Colombia’s President Juan Manuel Santos talks during a news conference after an EU-CELAC Latin America summit in Brussels on June 11, 2015. ERIC VIDAL/REUTERS

Colombia’s President Juan Manuel Santos talks during a news conference after an EU-CELAC Latin America summit in Brussels on June 11, 2015. ERIC VIDAL/REUTERS

Updated | On Tuesday afternoon, Colombian president Juan Manuel Santos hosted a press conference announcing a series of indictments for drug-trafficking charges. A total 17 people were charged with a cocaine production and distribution system which extended from Cali, Colombia, to the northern United States. The conference, held in Bogota, Colombia, was attended by Southern District of Florida Attorney Wifredo A. Ferrer and Eastern District of New York Acting Attorney Kelly T. Currie.

Five indictments were unsealed by the U.S. before Santos’s press conference. Those arrested are high-ranking officials in Colombia’s largest drug trafficking gang, Los Drabness, also known as Clan Usuga. Six of those involved were charged in both Brooklyn and Miami. All defendants face life in prison if convicted.

In a case of The United States v. Eduard Fernando Giraldo Cardoza, the U.S. brought international cocaine distribution conspiracy charges. Araujo was named a leader of a drug-trafficking organization based in Cali. The U.S. alleges he “facilitated the transfer of multi-ton shipments of cocaine…for ultimate importation into the United States.” As a drug kingpin, Araujo is accused of imposing a “‘tax’ on any drug traffickers operating in regions under [his group’s] control.” He charged a fee for every kilogram of cocaine produced and transported through his region.
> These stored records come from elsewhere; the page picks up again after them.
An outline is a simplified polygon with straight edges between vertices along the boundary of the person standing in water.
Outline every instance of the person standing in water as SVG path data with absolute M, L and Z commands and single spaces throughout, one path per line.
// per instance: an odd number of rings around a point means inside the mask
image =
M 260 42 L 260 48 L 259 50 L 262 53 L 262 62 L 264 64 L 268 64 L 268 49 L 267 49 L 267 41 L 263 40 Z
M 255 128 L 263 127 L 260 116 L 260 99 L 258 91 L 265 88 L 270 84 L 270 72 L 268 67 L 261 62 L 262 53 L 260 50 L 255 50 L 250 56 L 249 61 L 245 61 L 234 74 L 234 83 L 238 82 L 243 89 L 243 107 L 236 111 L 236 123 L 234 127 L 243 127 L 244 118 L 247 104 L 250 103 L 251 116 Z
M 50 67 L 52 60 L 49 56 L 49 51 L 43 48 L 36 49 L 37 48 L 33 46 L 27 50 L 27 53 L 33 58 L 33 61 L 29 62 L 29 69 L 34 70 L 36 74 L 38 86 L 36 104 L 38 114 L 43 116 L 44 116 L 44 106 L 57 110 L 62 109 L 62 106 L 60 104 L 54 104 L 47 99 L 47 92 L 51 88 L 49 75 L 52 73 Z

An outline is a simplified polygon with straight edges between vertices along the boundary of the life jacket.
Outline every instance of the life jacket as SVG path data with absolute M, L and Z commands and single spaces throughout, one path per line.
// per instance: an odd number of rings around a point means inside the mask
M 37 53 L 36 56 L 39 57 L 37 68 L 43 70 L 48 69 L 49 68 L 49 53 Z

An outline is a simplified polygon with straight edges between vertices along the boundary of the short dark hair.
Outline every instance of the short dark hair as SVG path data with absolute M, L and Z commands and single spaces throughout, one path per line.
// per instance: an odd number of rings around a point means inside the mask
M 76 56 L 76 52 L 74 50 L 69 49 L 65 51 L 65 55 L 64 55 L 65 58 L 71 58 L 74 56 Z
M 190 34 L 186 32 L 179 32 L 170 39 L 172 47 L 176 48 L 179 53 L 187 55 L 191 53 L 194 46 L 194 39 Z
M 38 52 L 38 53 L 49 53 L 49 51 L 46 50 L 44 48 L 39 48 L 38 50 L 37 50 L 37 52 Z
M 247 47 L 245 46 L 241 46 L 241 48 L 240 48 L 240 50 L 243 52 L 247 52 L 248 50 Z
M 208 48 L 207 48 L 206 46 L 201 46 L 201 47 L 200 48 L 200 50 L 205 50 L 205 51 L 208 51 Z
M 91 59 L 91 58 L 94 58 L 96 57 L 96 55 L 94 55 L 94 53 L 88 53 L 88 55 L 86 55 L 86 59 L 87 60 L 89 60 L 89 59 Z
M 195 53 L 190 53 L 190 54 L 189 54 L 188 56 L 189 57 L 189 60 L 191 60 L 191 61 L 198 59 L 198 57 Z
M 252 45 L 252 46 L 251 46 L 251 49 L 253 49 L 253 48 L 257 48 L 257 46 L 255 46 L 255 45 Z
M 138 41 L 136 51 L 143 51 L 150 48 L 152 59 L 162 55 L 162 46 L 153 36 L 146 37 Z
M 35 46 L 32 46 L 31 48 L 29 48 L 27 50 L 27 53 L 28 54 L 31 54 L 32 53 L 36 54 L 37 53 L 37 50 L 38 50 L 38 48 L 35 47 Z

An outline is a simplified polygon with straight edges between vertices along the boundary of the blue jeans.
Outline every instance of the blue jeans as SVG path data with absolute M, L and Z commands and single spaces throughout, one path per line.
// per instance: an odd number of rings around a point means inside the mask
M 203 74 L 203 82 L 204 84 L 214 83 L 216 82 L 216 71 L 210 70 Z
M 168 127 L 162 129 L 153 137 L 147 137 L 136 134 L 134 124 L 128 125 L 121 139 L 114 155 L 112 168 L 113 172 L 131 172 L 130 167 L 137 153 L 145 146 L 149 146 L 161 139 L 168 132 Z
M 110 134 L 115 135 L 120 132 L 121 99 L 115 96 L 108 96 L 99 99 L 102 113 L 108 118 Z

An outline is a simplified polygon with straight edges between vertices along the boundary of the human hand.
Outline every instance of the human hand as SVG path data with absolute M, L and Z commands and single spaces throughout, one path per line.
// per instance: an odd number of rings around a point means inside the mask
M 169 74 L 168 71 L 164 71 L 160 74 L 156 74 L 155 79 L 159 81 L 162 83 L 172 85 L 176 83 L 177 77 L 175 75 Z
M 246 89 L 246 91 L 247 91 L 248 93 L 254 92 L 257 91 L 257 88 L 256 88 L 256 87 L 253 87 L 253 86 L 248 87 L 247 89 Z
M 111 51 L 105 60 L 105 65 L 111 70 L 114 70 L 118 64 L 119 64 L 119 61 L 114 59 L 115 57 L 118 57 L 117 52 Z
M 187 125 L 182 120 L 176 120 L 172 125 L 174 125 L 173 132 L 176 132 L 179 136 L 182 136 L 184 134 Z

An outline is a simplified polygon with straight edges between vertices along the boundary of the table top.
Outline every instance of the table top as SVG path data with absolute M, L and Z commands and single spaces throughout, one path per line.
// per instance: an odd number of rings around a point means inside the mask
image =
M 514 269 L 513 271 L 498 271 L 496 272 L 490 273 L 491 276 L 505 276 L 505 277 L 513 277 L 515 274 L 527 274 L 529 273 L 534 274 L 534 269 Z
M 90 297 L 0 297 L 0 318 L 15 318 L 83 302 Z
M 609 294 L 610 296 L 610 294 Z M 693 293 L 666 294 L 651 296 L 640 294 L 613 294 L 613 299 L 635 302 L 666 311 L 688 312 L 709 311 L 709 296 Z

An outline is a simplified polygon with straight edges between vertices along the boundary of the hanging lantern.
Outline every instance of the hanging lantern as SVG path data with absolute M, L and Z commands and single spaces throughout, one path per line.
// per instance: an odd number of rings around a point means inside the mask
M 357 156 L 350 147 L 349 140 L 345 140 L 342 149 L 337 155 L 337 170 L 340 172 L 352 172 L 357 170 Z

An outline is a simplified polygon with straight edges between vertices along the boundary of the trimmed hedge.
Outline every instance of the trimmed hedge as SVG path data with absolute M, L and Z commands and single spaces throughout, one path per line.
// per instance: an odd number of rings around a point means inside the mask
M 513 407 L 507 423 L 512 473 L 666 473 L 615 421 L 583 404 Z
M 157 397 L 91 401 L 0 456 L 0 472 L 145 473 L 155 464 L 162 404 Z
Araujo is also accused of hiring hit men who murdered and kidnapped on behalf of his drug gang.

Orlando Gutierrez-Rendon is also accused of operating a drug trafficking organization. He allegedly shipped tons of cocaine from Colombia into Mexico, El Salvador and Panama, which was then transported to the U.S. His drug gang “also acted as a collection agency, using violence and murder in order to obtain payments and collect outstanding debts related to cocaine shipments.” He also hired hit men to collect shipping fees and intimidate rival gangs.

Another of those indictments unsealed on Tuesday names 11 defendants, all of whom are charged with various crimes related to cocaine trafficking. The majority of the defendants named in this charge were high ranking commanders within the gang. Ramiro Caro Pineda, a drug organizer, managed to control entire airstrips and ports on Colombia’s Atlantic Coast. He used these to ship cocaine undetected for the Urabeños organization. Between June 2003 and March 2012, these 11 men are charged with trafficking over 73,000 kilograms of cocaine into the U.S., over 80 tons.
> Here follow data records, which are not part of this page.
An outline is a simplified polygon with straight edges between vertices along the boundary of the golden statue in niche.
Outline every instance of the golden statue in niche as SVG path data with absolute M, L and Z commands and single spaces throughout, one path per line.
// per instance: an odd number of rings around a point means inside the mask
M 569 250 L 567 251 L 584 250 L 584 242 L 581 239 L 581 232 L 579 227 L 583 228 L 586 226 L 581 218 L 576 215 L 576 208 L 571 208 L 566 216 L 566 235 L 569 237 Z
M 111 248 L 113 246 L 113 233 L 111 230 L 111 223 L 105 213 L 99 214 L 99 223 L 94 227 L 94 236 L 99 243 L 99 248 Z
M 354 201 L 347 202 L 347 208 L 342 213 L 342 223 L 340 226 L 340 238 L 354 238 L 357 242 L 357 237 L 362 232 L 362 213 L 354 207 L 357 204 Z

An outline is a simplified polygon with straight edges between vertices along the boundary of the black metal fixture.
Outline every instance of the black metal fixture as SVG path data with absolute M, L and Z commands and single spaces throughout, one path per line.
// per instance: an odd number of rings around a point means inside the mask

“The indictments announced today are the result of a sweeping national and international effort to stem the flow of drugs across the world and into our communities. We stand united with our partners in Colombia in our unwavering commitment to root out the leaders of drug trafficking criminal enterprises wherever they may be found,” said Currie.

“These indictments are the culmination of years of work and far too often heartfelt sacrifice by the brave men and women of the Colombian National Police and the Office of the Prosecutor General of Colombia,” said DEA Regional Director Jay Bergman. “These indictments represent the United States’s steadfast bilateral commitment to conclusively dismantle what is the largest and arguably the last of the nationally structured criminal bands in Colombia.”

Authorities continue to search for Dairo Antonio Usuga David, alias Otoniel, who is the leader of the organization. There is a $5 million bounty for information leading to his arrest.